In April, Procter & Gamble announced it would start charging more for consumer staples ranging from diapers to toilet paper, citing "rising costs for raw materials, such as resin and pulp, and higher expenses to transport goods."

That was rubbish. P&G continues to rake in huge profits. In the quarter ending September 30 (after its price increases went into effect) it reported a whopping 24.7 percent profit margin. It even spent $3 billion during the quarter buying back its own stock.

The reason it could raise prices and rake in more money is P&G faces almost no competition. The lion's share of the market for diapers (to take one example) is controlled by just two companies - P&G and Kimberly-Clark - which coordinate their prices and production. It was hardly a coincidence that Kimberly-Clark announced price increases similar to P&G's at the same time P&G announced its own price increases.

Or consider another consumer product duopoly - PepsiCo (the parent company of Frito-Lay, Gatorade, Quaker, Tropicana, and other brands), and Coca-Cola. In April, PepsiCo announced it was increasing prices, blaming "higher costs for some ingredients, freight and labor." That was pure baloney. The company didn't have to raise prices. It recorded $3 billion in operating profits through September.

If PepsiCo faced tough competition it could never have gotten away with it. Consumers would have deserted it for lower-priced competitors. But PepsiCo clearly colluded with its only major competitor, Coca-Cola - which announced similar price increases at about the same time as PepsiCo, and has increased its profit margins to 28.9 percent.

Half of the recent rise in grocery prices is from meat products -- beef, pork, and poultry. Just four large conglomerates control most meat processing. They're raising their prices -- and coordinating their price increases -- even as they're scoring record profits. Here again, they're using "inflation" as an excuse.

You see the same pattern all over the American economy.

Since the 1980s, two-thirds of all American industries have become more concentrated. Monsanto now sets the prices for most of the nation's seed corn. Wall Street has consolidated into five giant banks. Airlines have merged from 12 carriers in 1980 to four today, which now control 80 percent of domestic seating capacity. The merger of Boeing and McDonnell Douglas has left the US with just one large producer of civilian aircraft -- Boeing. Three giant cable companies dominate broadband: Comcast, AT&T and Verizon. A handful of drug companies control the pharmaceutical industry: Pfizer, Eli Lilly, Johnson & Johnson, Bristol-Myers Squibb and Merck.

All this concentration gives corporations the power to raise prices, because it makes it easy for them to coordinate price increases with the handful of other companies in their same industry -- without risking the possibility of losing customers, who have no other choice.
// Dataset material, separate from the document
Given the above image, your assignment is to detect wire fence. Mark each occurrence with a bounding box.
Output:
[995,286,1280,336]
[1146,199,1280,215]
In sum, inflation isn't driving these price increases. Corporate power is driving them.

Fed chair Powell worries about the specter of "wage-price" inflation - in which wage hikes force corporations to raise their prices, which in turn eat up the wage increases and hence cause workers to demand higher wages.

But corporations aren't being forced to raise their prices. They're enjoying record profits. They can easily absorb any wage increases without their raising prices. The sole reason they're raising prices - and eating away whatever wage increases they've provided their workers - is they face little or no competition.

So what's the appropriate government response? Not slowing down the economy. This will only hurt millions of workers, who are just beginning to get the raises they deserve. The problem at the heart of the economy is amenable to only one thing: the aggressive use of antitrust laws to bust up monopolies.

This will take time -- perhaps years. In the meantime, Biden and the Democrats could do something with a more immediate effect: Enact a windfall profits tax applicable to any large corporation that raises its prices during the same quarter its profits have risen.